Il regno saudita sta pagando i gravi errori di una lunga e annosa politica religiosa e ideologica all’insegna dell’azzardo e dell’ambiguità. Sin dagli anni Sessanta ha sostenuto e finanziato il movimento integralista e radicale ovunque nel mondo, nell’ambito di una guerra totale e viscerale al comunismo, al socialismo, al panarabismo e al laicismo. Il risultato è che l’Arabia Saudita si riscopre oggi un nido di vipere di matrice islamica. Ugualmente la monarchia sconta le conseguenze di una politica economica e sociale miope e dissennata, che ha gradualmente ridotto considerevolmente il tenore di vita dei sauditi mentre contemporaneamente ha favorito la crescita incontrollata della popolazione. Ed è così che oggi l’Arabia Saudita, pur essendo il primo produttore e il paese con le maggiori riserve di greggio al mondo, è allo stesso tempo il paese con il più basso reddito pro-capite nella regione del Golfo. Per la prima volta dopo il boom petrolifero l’Arabia Saudita vede nascere al suo interno una classe di non abbienti. Per la prima volta i settimanali d’inchiesta raccontano le storie di donne saudite povere che sono costrette a lavorare come domestiche nelle abitazioni dei concittadini ricchi. Suscita ugualmente scandalo il fatto che, sempre per la prima volta, delle donne saudite accettano di sposarsi, per necessità, con degli immigrati benestanti originari di paesi, come il Pakistan, che sono assai poveri.

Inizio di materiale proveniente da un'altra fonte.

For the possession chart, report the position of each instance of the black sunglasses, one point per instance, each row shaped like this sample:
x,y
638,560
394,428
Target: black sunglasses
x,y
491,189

E’ in questo contesto non proprio brillante e in continua ebollizione che il messaggio di Bin Laden riesce a far presa all’interno di un’ampia base popolare sauditi e a convincere molti giovani a candidarsi alla guida del movimento di rivolta islamica. Dal canto suo la monarchia sta facendo del suo meglio per barcamenarsi tra la necessità di non divorziare dal tradizionale alleato americano e l’imperativo di tenere sotto controllo il fronte interno. Ma è un tentativo arduo e che presenta più di una incognita. Il recente accordo con Bush per l’evacuazione delle basi americane sul territorio saudita, è stata percepita da Bin Laden come un segno di debolezza sia della famiglia reale sia degli americani. Si sa che il terrorismo colpisce con più forza i bersagli considerati più deboli. E così è stato.
Bin Laden ha lanciato la sua sfida totale a re Fahd colpendo duramente gli americani. E’ consapevole che l’antiamericanismo è il pane quotidiano dei sauditi. Difficilmente un attentato contro gli americani otterrà la disapprovazione delle masse. Così come si proponeva in Somalia nel 1993, a New York e Washington nel 2001, l’attentato di Riad mira in definitiva a costringere gli americani a ritirarsi sia dall’Arabia Saudita sia dall’insieme della regione del Golfo. La concomitanza con il grave attentato in Cecenia e con l’offensiva dei kamikaze palestinesi contro lsraele, segnala l’esistenza di un raccordo sul piano strategico. Forse anche logistico. Certamente conferma la realtà della globalizzazione del terrorismo di matrice islamica. Che è ancora forte nonostante la sconfitta di Saddam. E’ vero che le varie sigle del terrorismo islamico, Hamas, Jihad islamica, Hezbollah e la stessa Al Qaeda, avevano scommesso sull’ex tiranno iracheno. La sua sconfitta è in qualche modo anche unà loro sconfitta. Ma in Arabia Saudita Bin Laden gioca in casa. E ha deciso di puntare tutte le sue carte.